Spesso e volentieri quando ci connettiamo da casa in Internet o con un modem analogico a 56K o con una linea ADSL non ci facciamo mai caso se siamo al sicuro o no, se proviamo ad aprire una shell unix (o shell dos a seconda se usate linux o windows da casa), tramite il comando netstat possiamo vedere quali servizi di rete sono in ascolto sulle nostre porte.

Il problema inizia a nascere quando qualche malintenzionato vuole iniziare a fare un operazione di portscanning sul nostro PC per vedere se qualche porta è rimasta aperta o se abbiamoinstallato a nostra insaputa una backdoor.

Il programma che vi sto per spiegare si mette in ascolto su una porta data come parametro al momento del lancio e chiude tutti i socket che si mettono in ascolto su quella porta.

Ho realizzato tale programma con java 1.1 in modo tale che avesse una compatibilità retroattiva con tutte(o quasi) le java virtual machine installate sui i PC di casa indifferentemente che si stia utilizzando Linux o Windows.

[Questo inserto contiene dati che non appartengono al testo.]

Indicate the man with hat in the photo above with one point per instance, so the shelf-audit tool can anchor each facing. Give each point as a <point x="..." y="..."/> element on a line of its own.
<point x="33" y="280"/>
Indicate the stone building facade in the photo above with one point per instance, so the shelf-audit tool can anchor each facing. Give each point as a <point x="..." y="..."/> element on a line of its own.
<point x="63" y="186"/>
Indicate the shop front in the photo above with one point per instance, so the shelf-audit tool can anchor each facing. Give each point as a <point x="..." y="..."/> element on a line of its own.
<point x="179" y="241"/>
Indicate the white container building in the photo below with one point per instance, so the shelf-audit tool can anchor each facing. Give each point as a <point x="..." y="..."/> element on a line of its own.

La struttura del programma è formata da due classi private e la classe pubblica che naturalmente contiene solo il metodo main; vediamo quindi la prima classe:

/*
MyFirewall v 0.1.1
Autore Marra Cristiano
Si mette in ascolto dei socket multi-threading
sulla porta data da parametro e rileva indirizzo IP
nome dell' host e da che porta si connette
*/

import java.io.*;
import java.net.*;
class SingoloSocket extends Thread {
private Socket canale;
private BufferedReader in;
private PrintWriter out;
private int porta;

Innanzitutto vediamo che ho incluso due librerie: la java.io e la java.net. La prima ci servirà per gestire lo streaming di input della richiesta di scanning e stampare in output i dati del malintenzionato che si vuole connettere alla macchina. Notiamo subito che la classe SingoloSocket fa uso dei Thread, essi vedremo in seguito che giocheranno un grosso ruolo per la gestione dei socket in entrata usando le tecniche di multi-threading. La classe SingoloSocket ha 4 membri privati la variabile porta che ` lla porta dalla quale parte il socket del malintenzionato, la variabile canale che è il socket che tenta di fare lo scanning, una variabile in la stringa che il malintenzionato scriverà per tentare qualche comando una volta che avrà lanciato il telnet su quella determinata porta che è una variabile out che immagazinerà tale stringa.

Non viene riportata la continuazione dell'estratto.